Who is it for?OrthoPat is used primarily during orthopedic surgery when the surgeon expects a moderate amount of intraopertive or post-operative blood loss. The OrtoPat can process salvaged blood from the surgical site a rate that is less than or equal to 2 liters per hour. OrthoPAT is indicated for patients who meet at least one of the following criteria: - The patient is expected to lose sufficient blood in the perioperative period so as to require RBC transfusion, and autotransfusion will likely reduce or eliminate the need for allogeneic blood transfusion. - Religious beliefs cause the patient to refuse allogeneic transfusion, but accept autologous transfusion. - Compatible allogeneic blood is not available. - The patient is unable to donate sufficient quantities of autologous blood prior to surgery to adequately cover the anticipated transfusion requirement. - The patient or physician prefers perioperative autotransfusion rather than preoperative autologous donation or transfusion of allogeneic blood.

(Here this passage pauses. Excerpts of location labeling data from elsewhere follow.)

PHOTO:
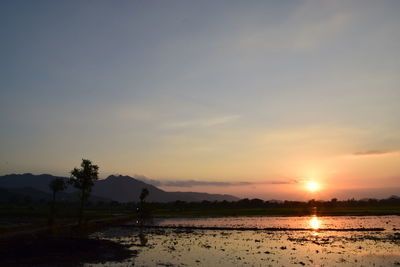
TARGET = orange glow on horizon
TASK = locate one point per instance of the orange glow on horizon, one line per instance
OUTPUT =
(312, 186)
(314, 223)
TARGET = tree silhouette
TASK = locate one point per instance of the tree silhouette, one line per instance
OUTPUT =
(56, 185)
(143, 195)
(83, 179)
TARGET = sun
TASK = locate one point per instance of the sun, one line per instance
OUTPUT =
(312, 186)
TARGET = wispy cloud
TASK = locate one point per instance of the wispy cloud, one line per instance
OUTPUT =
(191, 183)
(374, 152)
(202, 123)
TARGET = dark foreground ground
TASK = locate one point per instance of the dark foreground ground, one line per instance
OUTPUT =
(60, 251)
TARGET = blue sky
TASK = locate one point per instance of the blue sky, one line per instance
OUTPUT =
(252, 91)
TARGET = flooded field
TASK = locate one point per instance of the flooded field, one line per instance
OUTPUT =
(313, 222)
(252, 247)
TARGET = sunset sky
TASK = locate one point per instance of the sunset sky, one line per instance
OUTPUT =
(250, 98)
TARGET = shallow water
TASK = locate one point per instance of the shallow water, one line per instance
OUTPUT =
(182, 247)
(305, 222)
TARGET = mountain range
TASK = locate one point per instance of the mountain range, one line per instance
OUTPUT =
(113, 188)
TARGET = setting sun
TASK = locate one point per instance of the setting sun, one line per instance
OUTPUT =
(312, 186)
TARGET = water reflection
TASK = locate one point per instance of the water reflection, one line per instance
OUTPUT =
(314, 223)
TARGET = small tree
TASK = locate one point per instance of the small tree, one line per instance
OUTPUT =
(56, 185)
(83, 179)
(143, 195)
(142, 213)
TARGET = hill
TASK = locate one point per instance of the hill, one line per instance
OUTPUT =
(119, 188)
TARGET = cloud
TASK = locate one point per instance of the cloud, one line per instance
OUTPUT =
(374, 152)
(191, 183)
(203, 123)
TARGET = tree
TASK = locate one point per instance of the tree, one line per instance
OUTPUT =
(56, 185)
(143, 195)
(142, 212)
(83, 179)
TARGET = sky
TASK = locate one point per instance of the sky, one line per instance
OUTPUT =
(250, 98)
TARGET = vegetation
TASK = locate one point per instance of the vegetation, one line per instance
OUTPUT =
(57, 185)
(143, 195)
(83, 179)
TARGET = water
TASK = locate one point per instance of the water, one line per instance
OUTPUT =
(305, 222)
(284, 247)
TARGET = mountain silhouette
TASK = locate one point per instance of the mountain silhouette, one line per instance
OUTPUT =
(119, 188)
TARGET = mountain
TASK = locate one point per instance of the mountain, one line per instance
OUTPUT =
(119, 188)
(29, 194)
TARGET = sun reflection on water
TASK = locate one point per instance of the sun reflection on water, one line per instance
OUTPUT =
(314, 223)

How does it work?The OrthoPAT process is broken into collection, filtering, washing, and re-infusion phases. Collection of red blood cells from the operative field is collected through the use of a dedicated double-lumen suction device. One lumen suctions blood from the operative field and the other lumen adds a predetermined volume of heparinized saline to the salvaged blood. The anti-coagulated blood is then passed through a filter and collected into a collection reservoir. Separation of the components is achieved through the use of a precision centrifuge. The red blood cells are then washed and filtered through a semi-permeable membrane, which removes free haemoglobin, plasma, platelets, white blood cells, and heparin. The salvaged red blood cells are then re-suspended in normal saline with a resultant haematocrit of 50–80%. The salvaged cells may subsequently be transfused back into the patient anytime with a six hour window. The OrthoPAT device follows the patient throughout the intraoperative and postoperative settings, ensuring postoperative blood loss is minimized.